Bisa ditebak, daerah berpenghasilan rendah – terutama daerah pedesaan berpenghasilan rendah – cenderung tidak memiliki sistem pembuangan yang efisien dan dikelola dengan baik, sering kali melaporkan pembuangan atau pembakaran plastik bekas. 'Jelas, tempat-tempat berpenghasilan tinggi memiliki lebih banyak layanan yang dapat mereka berikan, dan tempat-tempat berpenghasilan rendah tidak memiliki ... sumber daya untuk membayar layanan', kata Winnie Lau, manajer senior proyek Pew Charitable Trusts tentang plastik laut dan penulis di pembelajaran.
Hal ini terutama berlaku untuk negara-negara kepulauan yang tidak memiliki ruang untuk pabrik daur ulang.
Studi ini menemukan bahwa setiap tahun, 30 juta metrik ton plastik dibuang ke darat, hampir 50 juta metrik ton dibakar, dan 11 juta lainnya berakhir di lautan. Pada tahun 2040, angka-angka ini masing-masing bisa menjadi 77 juta, 133 juta, dan 29 juta.
Tetapi situasinya tidak jauh lebih baik di lingkungan berpenghasilan tinggi dan perkotaan. Berdasarkan ini Laporan 2019 oleh The Guardian, Westminster Council di London mengirim 82% dari semua limbah rumah tangga – termasuk isi semua tempat sampah daur ulang – untuk dibakar pada 2017/18. Sementara insinerasi umumnya lebih disukai daripada TPA akhir-akhir ini (yang mengeluarkan metana dan bahan kimia beracun), insinerasi masih merupakan agen pencemar yang signifikan dan jelas tidak dapat menahan manfaat daur ulang.
Gagasan bahwa produk plastik didaur ulang secara teratur adalah salah satu mitos terbesar kapitalisme, dan pilar utama greenwashing.
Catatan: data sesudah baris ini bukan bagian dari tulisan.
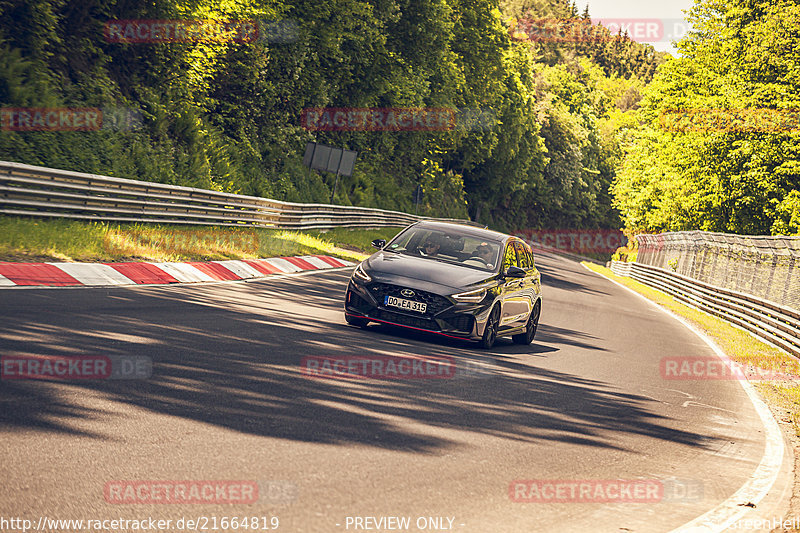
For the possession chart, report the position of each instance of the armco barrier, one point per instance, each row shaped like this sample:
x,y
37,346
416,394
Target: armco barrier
x,y
774,323
27,190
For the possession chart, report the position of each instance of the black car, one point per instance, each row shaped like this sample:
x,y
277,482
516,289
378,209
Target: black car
x,y
450,279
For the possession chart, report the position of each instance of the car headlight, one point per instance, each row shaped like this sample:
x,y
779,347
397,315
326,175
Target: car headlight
x,y
471,296
360,275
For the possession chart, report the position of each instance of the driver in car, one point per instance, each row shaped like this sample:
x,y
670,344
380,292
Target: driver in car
x,y
431,247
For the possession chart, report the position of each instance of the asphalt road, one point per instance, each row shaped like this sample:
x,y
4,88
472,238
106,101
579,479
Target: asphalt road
x,y
226,401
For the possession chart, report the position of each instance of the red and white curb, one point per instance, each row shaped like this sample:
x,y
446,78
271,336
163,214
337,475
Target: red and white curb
x,y
110,274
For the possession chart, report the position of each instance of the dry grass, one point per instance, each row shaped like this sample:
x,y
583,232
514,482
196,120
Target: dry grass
x,y
24,239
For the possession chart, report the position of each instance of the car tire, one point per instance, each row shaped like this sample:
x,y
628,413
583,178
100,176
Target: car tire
x,y
530,327
491,329
356,320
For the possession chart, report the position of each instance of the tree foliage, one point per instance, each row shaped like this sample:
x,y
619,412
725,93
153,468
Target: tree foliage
x,y
731,174
226,115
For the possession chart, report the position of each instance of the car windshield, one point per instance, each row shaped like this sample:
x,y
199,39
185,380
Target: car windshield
x,y
447,246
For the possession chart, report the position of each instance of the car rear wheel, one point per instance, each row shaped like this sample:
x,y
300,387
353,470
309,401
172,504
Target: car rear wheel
x,y
530,327
490,331
356,320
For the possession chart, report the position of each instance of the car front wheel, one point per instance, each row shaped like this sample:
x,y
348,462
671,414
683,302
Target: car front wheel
x,y
356,320
490,331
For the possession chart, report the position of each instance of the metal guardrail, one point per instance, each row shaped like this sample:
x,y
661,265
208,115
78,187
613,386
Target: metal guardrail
x,y
762,266
27,190
777,324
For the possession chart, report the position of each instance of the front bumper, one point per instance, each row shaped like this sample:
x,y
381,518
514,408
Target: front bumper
x,y
443,316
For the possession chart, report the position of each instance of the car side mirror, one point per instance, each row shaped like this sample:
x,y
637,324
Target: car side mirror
x,y
515,272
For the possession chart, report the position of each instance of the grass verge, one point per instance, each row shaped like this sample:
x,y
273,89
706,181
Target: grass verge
x,y
34,240
782,395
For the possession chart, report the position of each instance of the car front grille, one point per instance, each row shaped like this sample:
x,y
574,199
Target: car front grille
x,y
460,322
405,320
436,304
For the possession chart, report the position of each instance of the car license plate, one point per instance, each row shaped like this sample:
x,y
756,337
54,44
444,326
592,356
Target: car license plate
x,y
409,305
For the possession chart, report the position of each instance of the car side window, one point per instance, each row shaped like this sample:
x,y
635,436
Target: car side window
x,y
522,256
510,258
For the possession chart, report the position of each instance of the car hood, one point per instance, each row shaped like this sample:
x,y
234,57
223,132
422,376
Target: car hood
x,y
395,268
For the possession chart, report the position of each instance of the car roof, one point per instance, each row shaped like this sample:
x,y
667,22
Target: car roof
x,y
464,229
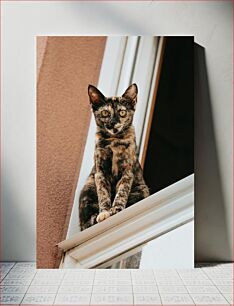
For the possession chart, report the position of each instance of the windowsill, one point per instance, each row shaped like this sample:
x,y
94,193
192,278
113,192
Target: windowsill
x,y
146,220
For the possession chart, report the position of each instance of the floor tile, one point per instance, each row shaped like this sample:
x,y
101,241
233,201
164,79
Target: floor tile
x,y
20,276
10,299
86,282
26,264
66,289
6,264
111,299
72,299
13,289
43,289
45,282
145,289
202,289
209,299
144,282
169,282
113,282
176,299
147,299
172,289
223,282
112,289
38,298
197,282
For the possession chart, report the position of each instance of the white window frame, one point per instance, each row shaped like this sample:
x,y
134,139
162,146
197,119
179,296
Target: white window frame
x,y
126,60
126,232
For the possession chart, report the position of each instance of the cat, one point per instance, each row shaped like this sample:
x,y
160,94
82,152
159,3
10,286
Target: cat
x,y
116,180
Menurut Kemajuan Sains 2017 kertas, dari 8.3 miliar ton plastik murni (plastik tanpa elemen daur ulang) yang diproduksi secara global tahun itu, hanya 9% yang didaur ulang.
'Benar-benar mitos yang lengkap ketika orang mengatakan bahwa kami mendaur ulang plastik kami,' Jim Puckett, direktur eksekutif Basel Action Network yang berbasis di Seattle, mengatakan Penjaga. 'Semuanya terdengar bagus. 'Ini akan didaur ulang di Cina!' Saya benci untuk membaginya kepada semua orang, tetapi tempat-tempat ini secara rutin membuang sejumlah besar plastik [itu] dan membakarnya di atas api terbuka.'
Situasi plastik telah diperburuk secara dramatis oleh pandemi Coronavirus. Industri plastik sekali pakai yang sebelumnya dijauhi sekarang berkembang karena semua bisnis yang berhubungan dengan konsumen diharuskan membuang bahan yang tidak bersih. Botol pembersih tangan plastik, tisu, sarung tangan, dan masker wajah wajib di banyak kota, dan dibuang dalam jumlah rekor.
Secara keseluruhan, krisis tahun 2020 menghasilkan jauh lebih banyak limbah daripada yang dapat ditangani secara wajar, dan banyak dari limbah itu terkontaminasi atau sekali pakai – situasinya akan mengerikan bahkan jika fasilitas daur ulang berjalan dengan kapasitas penuh.